Reflections on Evensong at Kings College

Last night, Emma and I went to Evensong at King’s College, Cambridge. King’s College is a grand place, full of lush green fields, fantastic stone buildings, and a glorious chapel. We joined the throng of tourists and went in. We sat in very individual booths facing one another. The service was completely ordered including the Nunc Dimittis and Magnifat from Luke’s Gospel. The choir was made up of men and boys accompanied by the organ. Apparently they have mixed and women’s choirs on other occasions. The singing was extraordinarily good, well practiced, full of harmonies and musical overlay. With the organ, if felt appropriate to the setting.

The readings were from the good old King James; entirely appropriate for Kings. The readers’ accents were wonderfully English, and with the old English of the KJV, it was classic; kind of a like being in a time warp. As I listened to the reading from Luke 14, I wondered why the ancient translators had changed the Greek Zeus into Jupiter, and Hermes to Mercury. I know they are equivalents, but why give preference to the Roman equivalents? It tears the text away from its moorings a little. I wondered how many people there truly believe what was said about God in Ps 147 and Luke’s account of miracle through Paul in Lystra. I wondered how many understood the social context – probably quite a few in Cambridge.

For part of the service we knelt. I liked that. I think all churches and not just Anglican should have kneeling seats. There is something actively humbling about doing so. We sing about doing it in our church, but few ever do. Kneeling seats would encourage an appropriate act of homage to God. Mind you, I had mine at a bad angle and didn’t fare too well! I got more than a little uncomfortable – I need to kneel more often!

We recited a version of the Apostle’s Creed which was great. We had to turn and face the front together for that. I noticed the boys knew it by heart. That was great. I am not sure how many of them really believe it; or how many of the crowd. But it is etched into the being of the boys and that can’t be bad.

With all the readings, wonderful songs, anthems, and warmth, I felt that the service had a powerful gentle evangelistic effect for those with ears to hear. For me, it was deeply comforting and touching.

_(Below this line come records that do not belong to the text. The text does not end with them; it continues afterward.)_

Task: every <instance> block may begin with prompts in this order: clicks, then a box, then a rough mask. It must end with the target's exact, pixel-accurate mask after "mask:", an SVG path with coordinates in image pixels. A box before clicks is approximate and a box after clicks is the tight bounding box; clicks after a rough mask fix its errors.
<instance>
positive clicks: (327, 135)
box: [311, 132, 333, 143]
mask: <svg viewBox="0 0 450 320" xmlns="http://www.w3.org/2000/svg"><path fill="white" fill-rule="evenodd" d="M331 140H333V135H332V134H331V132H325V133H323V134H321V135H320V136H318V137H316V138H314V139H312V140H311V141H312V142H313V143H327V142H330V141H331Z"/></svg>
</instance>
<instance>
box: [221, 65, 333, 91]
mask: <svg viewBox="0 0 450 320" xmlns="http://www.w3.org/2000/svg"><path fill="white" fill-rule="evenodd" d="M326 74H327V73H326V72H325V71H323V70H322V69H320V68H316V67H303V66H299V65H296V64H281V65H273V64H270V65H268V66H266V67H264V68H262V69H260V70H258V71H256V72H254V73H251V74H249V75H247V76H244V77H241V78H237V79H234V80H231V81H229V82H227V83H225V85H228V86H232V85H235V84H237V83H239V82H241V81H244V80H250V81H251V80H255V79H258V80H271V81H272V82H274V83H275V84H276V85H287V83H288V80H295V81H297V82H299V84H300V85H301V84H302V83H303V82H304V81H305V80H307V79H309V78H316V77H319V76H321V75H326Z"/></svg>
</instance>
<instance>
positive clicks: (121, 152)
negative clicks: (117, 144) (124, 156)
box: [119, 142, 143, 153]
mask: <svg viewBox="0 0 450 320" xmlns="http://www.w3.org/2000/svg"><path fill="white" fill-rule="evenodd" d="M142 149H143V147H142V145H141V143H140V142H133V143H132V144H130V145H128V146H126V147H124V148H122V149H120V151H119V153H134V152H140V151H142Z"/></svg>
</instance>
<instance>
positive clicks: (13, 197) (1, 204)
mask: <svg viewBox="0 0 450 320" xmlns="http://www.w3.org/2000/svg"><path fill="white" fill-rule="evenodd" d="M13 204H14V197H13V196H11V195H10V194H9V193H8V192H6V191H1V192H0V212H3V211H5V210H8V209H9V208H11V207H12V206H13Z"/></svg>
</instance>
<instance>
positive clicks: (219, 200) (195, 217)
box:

I spent a lot of time thinking about the Apostles Creed. I pondered what was there and what is missing. God is mentioned as Father Almighty and creator, good. But, what about his work in sustaining the universe and providence? Jesus’ Sonship, Lordship, miraculous conception, birth, suffering, crucifixion, death, burial, descent to hell, resurrection, ascension, session, and judgment are mentioned. Again, great. But there is nothing about his earthly ministry and life. I wondered why Pilate is singled out for his death; no mention of the Jewish part in his death, which was significant. Perhaps it is politically incorrect to mention that. Then there is the question of whether Jesus went to hell. I thought, “if he did, as a still incarnate divine being, hell must be a place, as must heaven.” But the evidence for his descent into hell in the NT is very thin at best (not really there). The Spirit gets barely a mention in the creed, surely a few more lines would be good. I like the emphasis on the catholicity (universality) of the church, on unity God’s holy people together and with him (communion of the saints), forgiveness, resurrection, and eternal life. I feel the idea of mission should be there as basic to our faith. Still, saying the creed connects us with our heritage and tradition. It is also evangelistically challenging for seekers.

All in all the experience was great. I think such services have an important role in keeping alive, in a most historic and ascetically pleasing way, the faith. This is critical in a land where the forces of other spiritualities and secularism are powerful and in many places, threatening to drown the church. God is bigger than that though, and the gates of Hades will never prevail.